Avellino

Entrano nella fase conclusiva i lavori di ampliamento e riorganizzazione del nuovo Pronto soccorso dell’Azienda ospedaliera San Giuseppe Moscati di Avellino. La prossima settimana sarà infatti consegnata un’ulteriore porzione della nuova struttura e si procederà con l’ultimo step del cantiere, che interesserà in particolare una parte della superficie esterna, l’area triage, la sala d’attesa dei familiari e altri spazi interni del vecchio Pronto soccorso.

Verso il completamento

Per consentire il completamento definitivo degli interventi, l’Ufficio Tecnico e Patrimonio ha predisposto una riorganizzazione temporanea dei percorsi e delle aree assistenziali, concordata con la Direzione strategica e con tutti i soggetti a vario titolo coinvolti.
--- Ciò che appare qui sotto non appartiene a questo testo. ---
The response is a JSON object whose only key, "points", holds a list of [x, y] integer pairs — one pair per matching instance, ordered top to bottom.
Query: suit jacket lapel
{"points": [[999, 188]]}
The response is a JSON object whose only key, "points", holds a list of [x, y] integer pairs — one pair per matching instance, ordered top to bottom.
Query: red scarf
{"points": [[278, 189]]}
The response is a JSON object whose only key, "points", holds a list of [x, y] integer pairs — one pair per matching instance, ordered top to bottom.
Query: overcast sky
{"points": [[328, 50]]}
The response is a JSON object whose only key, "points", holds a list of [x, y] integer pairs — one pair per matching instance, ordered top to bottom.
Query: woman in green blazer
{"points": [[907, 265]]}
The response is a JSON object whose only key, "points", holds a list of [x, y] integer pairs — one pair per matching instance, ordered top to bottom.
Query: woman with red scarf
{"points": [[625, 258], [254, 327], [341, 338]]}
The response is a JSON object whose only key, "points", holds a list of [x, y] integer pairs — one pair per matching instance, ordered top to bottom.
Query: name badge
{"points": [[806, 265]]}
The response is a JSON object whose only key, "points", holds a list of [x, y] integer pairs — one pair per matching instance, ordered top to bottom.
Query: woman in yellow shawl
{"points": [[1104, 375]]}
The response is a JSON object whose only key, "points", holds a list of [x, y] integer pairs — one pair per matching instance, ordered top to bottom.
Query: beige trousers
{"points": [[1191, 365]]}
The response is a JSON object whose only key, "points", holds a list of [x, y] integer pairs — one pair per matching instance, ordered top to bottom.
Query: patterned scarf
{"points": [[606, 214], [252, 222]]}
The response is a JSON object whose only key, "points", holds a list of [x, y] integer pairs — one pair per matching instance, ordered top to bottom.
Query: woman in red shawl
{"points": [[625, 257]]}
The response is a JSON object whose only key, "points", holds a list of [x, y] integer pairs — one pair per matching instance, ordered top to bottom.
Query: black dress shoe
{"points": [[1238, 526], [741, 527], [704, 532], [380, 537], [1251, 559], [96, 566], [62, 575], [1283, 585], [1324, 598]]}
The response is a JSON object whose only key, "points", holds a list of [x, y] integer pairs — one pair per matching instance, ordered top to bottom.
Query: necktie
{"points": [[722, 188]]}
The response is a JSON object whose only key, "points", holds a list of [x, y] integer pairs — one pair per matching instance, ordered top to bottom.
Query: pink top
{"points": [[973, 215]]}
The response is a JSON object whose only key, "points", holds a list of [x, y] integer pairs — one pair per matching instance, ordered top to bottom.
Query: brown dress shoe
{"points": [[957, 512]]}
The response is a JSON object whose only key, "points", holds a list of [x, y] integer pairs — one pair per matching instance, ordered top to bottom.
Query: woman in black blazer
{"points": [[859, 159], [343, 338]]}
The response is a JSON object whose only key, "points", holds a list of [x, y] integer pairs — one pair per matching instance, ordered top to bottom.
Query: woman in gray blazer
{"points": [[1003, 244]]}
In particolare, sarà attivata la nuova shock room per i pazienti in codice rosso, le ambulanze e gli autoveicoli privati disporranno di una camera calda provvisoria per il passaggio protetto del paziente dal mezzo all’interno del Ps e sarà trasferita l’area del triage. Prevista anche una diversa allocazione temporanea della sala dedicata ai parenti in attesa.

Disagi limitati

La Direzione strategica è consapevole che questo riassetto potrà determinare, nelle prossime settimane, qualche inevitabile disagio per utenti e familiari dei pazienti e si scusa per eventuali difficoltà che potranno registrarsi durante questo periodo transitorio. I disagi, tuttavia, saranno limitati: la consegna definitiva del nuovo Pronto soccorso è infatti prevista per il prossimo mese di luglio, con uno scostamento temporale contenuto rispetto al cronoprogramma iniziale e comunque in linea con le esigenze emerse nella fase conclusiva dei lavori e con la complessità delle attività in corso.

Il completamento dell’opera consentirà di mettere a disposizione locali più spaziosi, percorsi più funzionali e una complessiva riorganizzazione dell’area emergenza-urgenza, con benefici concreti in termini di accoglienza, sicurezza e qualità dell’assistenza per pazienti, accompagnatori e operatori sanitari.